La Fed ieri ha deciso, come largamente atteso, di tenere invariati i tassi di interesse. La “notizia” sarebbe l’aumento della probabilità di un rialzo dei tassi, per l’esattezza due, nel 2023 e quindi si comincerebbe a vedere un cambiamento in senso restrittivo della politica monetaria. Nella realtà dei fatti il 2023 per gli investitori è distante un paio di ere geologiche e quello che conta è che invece non ci saranno rialzi di tassi per tutto il 2022, che la Fed abbia detto che i rischi sulle prospettive economiche rimangono aggiungendo che l’incremento dell’inflazione riflette fattori “transitori”.
La Fed ha poi ricordato il mandato di massima occupazione e che, il mercato del lavoro, continuerà, insieme all’andamento dei prezzi, a essere considerato nelle scelte di politica economica. A proposito dei due rialzi previsti al 2023 ricordiamo che il 2024 è anno elettorale e che storicamente la Fed non è mai voluta entrare nell’agone politico congelando le condizioni monetarie all’anno precedente. In sostanza politica accomodante o quasi per i prossimi tre anni.
Nei fatti la decisione di ieri è quindi accomodante e infatti il principale indice azionario americano dopo un iniziale sbandamento si è ripreso. Nessun cambiamento in vista perché il mercato del lavoro americano è molto lontano dalla “massima occupazione” e milioni di americani aspettano ai margini raccogliendo nel frattempo sussidi record. È perfino inutile ridire che la Fed ha deciso di lasciare che l’inflazione corra ancora un po’ scommettendo che a un certo punto rallenti e che gli americani facciano buon viso a cattivo gioco mentre le attività riaprono e i disoccupati ritrovano il lavoro. Meglio ritrovare il lavoro e pagare un po’ più la spesa dell’alternativa.

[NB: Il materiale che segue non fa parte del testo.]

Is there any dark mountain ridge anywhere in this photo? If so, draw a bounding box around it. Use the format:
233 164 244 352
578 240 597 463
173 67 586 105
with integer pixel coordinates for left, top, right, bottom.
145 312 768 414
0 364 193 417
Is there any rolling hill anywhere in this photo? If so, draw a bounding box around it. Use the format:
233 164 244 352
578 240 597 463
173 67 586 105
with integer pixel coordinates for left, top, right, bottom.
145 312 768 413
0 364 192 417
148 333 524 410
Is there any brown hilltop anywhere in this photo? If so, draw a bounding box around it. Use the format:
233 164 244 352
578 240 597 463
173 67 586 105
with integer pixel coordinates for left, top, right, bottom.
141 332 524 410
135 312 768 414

Il problema è che lo schema e la scommessa reggono fino a un certo punto e cioè solo se i prezzi rimangono “gestibili” e se non scavano solchi troppo profondi nei risparmi e nelle spese mensili delle famiglie. Altrimenti i benefici delle riaperture vengono annullati; ciò è vero soprattutto per alcuni strati della popolazione: chi ha un lavoro e figli e chi è appena entrato nel mercato del lavoro.
C’è un secondo problema ormai evidente: le politiche della Fed alimentano i prezzi degli asset finanziari e in particolare di quelli immobiliari. Nelle città americane, anche quelle di terza o quarta fascia in zone afflitte da un calo della popolazione e delle imprese decennale, sono saliti di quasi il 20% rispetto all’anno scorso. E con i prezzi delle case sono saliti anche gli affitti.
Esattamente come nel 2008 le politiche espansive allargano il divario tra classe meno abbienti e ricchi che essendo investiti in azioni o immobili possono controbilanciare. Solo che questa volta i perdenti includono una fetta maggiore di classe media e il fenomeno ha già una dimensione senza precedenti. Uno degli effetti più evidenti è il crollo della natalità perché le prospettive sono incerte mentre l’incremento del costo della vita è incertissimo e la casa irraggiungibile. I sussidi leniscono il problema e comprano consenso, ma l’incremento dei prezzi, soprattutto se dovesse accelerare, li fa invecchiare rapidamente e di certo non è una fonte di reddito su cui si può “costruire”.
Aggiungiamo al cocktail la ristrutturazione delle catene di fornitura globale, le guerre commerciali e la transizione energetica che toglie dal mercato energia economica e affidabile.
Dopo ieri tutto continuerà come prima nei prossimi mesi. Il gioco dura, anche politicamente, solo entro certi limiti. A un certo punto, in sostanza, gli svantaggi rischiano di superare i benefici e tornare indietro sarebbe complicato perché far scendere i prezzi è molto più difficile e richiede molto più lavoro, anche in termini di nuova capacità, che farli salire. Se la Fed sbaglia le conseguenze economiche sarebbero serie e quelle politiche imprevedibili. Basti pensare che per molto meno ha fatto la sua comparsa un outsider come Trump.